For nodes to be configured as border gateways and to use single pass forwarding, the node's hardware must be able to support both single pass mode and border gateway functions (for the latter refer to the platform list in the About EVPN Border Gateways section above).

About MAC Mobility with EVPN

A MAC address can be learned in one pod and then it can move to another pod, for example, when a virtual machine is migrated across locations. This is referred to as a ’MAC move’. NetVisor OS supports the standard RFC 7432’s MAC Mobility Extended Community functionality to automatically deal with MAC moves between pods.

This specialized Extended Community is added by the EVPN control plane in MAC/IP Advertisement (i.e., Type 2) routes when a MAC move is detected. It comprises a list of fields, including flags and a sequence number. The sequence number is particularly important to ensure that border gateways retain the most recent MAC/IP Advertisement route when multiple updates occur for the same MAC address.

RFC 7432 also specifies how to deal with scenarios in which MAC moves are too frequent, for instance due to a mis-configuration. In these scenarios, it is possible that MAC address duplication occurs, and hence very frequent MAC moves are triggered for an extended period of time.

In order to perform MAC address duplicate detection per the RFC, the following configuration parameters are used in conjunction with a remediation action:

  • Max moves (N MAC moves, with a default value of N = 5)
  • Moves duration (M-second timer, with a default value of M = 180)

The RFC states that a node must start an M timer whenever it detects a MAC move: then, if it detects N MAC moves before the timer expires, it concludes that MAC address duplication has occurred.
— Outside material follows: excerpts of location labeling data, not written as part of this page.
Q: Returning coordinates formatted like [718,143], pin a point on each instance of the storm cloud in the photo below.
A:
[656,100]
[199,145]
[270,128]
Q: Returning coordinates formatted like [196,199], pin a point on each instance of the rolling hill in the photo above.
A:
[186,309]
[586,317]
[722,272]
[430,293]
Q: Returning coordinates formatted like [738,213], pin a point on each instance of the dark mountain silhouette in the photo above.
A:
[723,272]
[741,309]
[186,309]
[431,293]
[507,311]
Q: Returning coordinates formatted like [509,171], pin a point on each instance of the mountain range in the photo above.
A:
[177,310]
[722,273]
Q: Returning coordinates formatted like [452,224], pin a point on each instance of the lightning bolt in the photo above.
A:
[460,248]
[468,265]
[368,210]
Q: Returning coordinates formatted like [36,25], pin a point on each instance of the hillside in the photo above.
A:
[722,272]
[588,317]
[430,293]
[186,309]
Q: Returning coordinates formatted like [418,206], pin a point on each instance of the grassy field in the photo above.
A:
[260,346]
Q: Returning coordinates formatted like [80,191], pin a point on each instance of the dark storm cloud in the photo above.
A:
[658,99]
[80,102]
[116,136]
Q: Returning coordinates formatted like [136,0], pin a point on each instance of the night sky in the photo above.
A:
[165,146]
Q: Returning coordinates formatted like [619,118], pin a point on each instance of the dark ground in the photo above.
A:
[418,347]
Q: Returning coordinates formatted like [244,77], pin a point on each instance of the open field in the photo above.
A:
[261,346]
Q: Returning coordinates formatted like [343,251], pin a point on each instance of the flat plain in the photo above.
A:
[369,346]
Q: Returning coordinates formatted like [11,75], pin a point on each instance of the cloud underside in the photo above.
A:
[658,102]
Consequently, the node must take a remediation action (such as alerting the operator) and must stop sending and processing any BGP MAC/IP Advertisement routes for that MAC address until a corrective action is taken.

As part of this corrective action, it’s possible to configure a third parameter to stop the MAC address flapping for a configurable period of time. This additional parameter defaults to 180 seconds and is called:

  • Freeze duration

For more details on the configuration of the above parameters, refer to the configuration section below. (Instead, for intra-pod MAC move protection, refer to the Configuring Excessive MAC or IP Move Protection section of the Configuration Guide.)
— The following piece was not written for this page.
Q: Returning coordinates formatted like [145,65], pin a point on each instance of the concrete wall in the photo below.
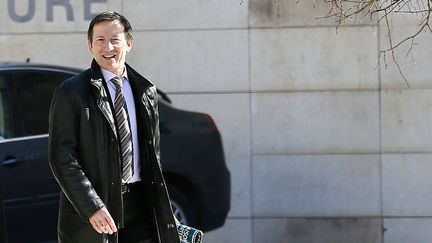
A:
[323,145]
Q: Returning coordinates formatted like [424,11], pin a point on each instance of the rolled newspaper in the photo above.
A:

About IGMP Snooping with EVPN

In case of an EVPN multi-pod network, basic IGMP Snooping support for VXLAN needs to be extended so that IGMP messages are propagated across pods. This is achieved as an extension of the local IGMP flooding process to forward the messages across the inter-pod automatic tunnels.

Whenever a multicast destination host sends an IGMP join or leave message for a multicast group, NetVisor OS running on a border gateway notices that the message originated from within the pod and so floods it across the automatic tunnels between the local pod and the peer ones. Then, when the flooded IGMP message arrives at the neighbor border gateways, they in turn flood it to all the local VTEPs over the intra-pod tunnels. This results in the IGMP messages propagating to all the nodes, both intra- and inter-pod, within a flood domain. This allows the distributed control plane to learn about all the (local or remote) hosts that want to join or leave a multicast group.

As a consequence, L2 data plane forwarding rules are applied in hardware to known multicast traffic so as to limit head-end replication only to the inter-pod tunnels over which at least one remote host has indicated interest in a multicast group.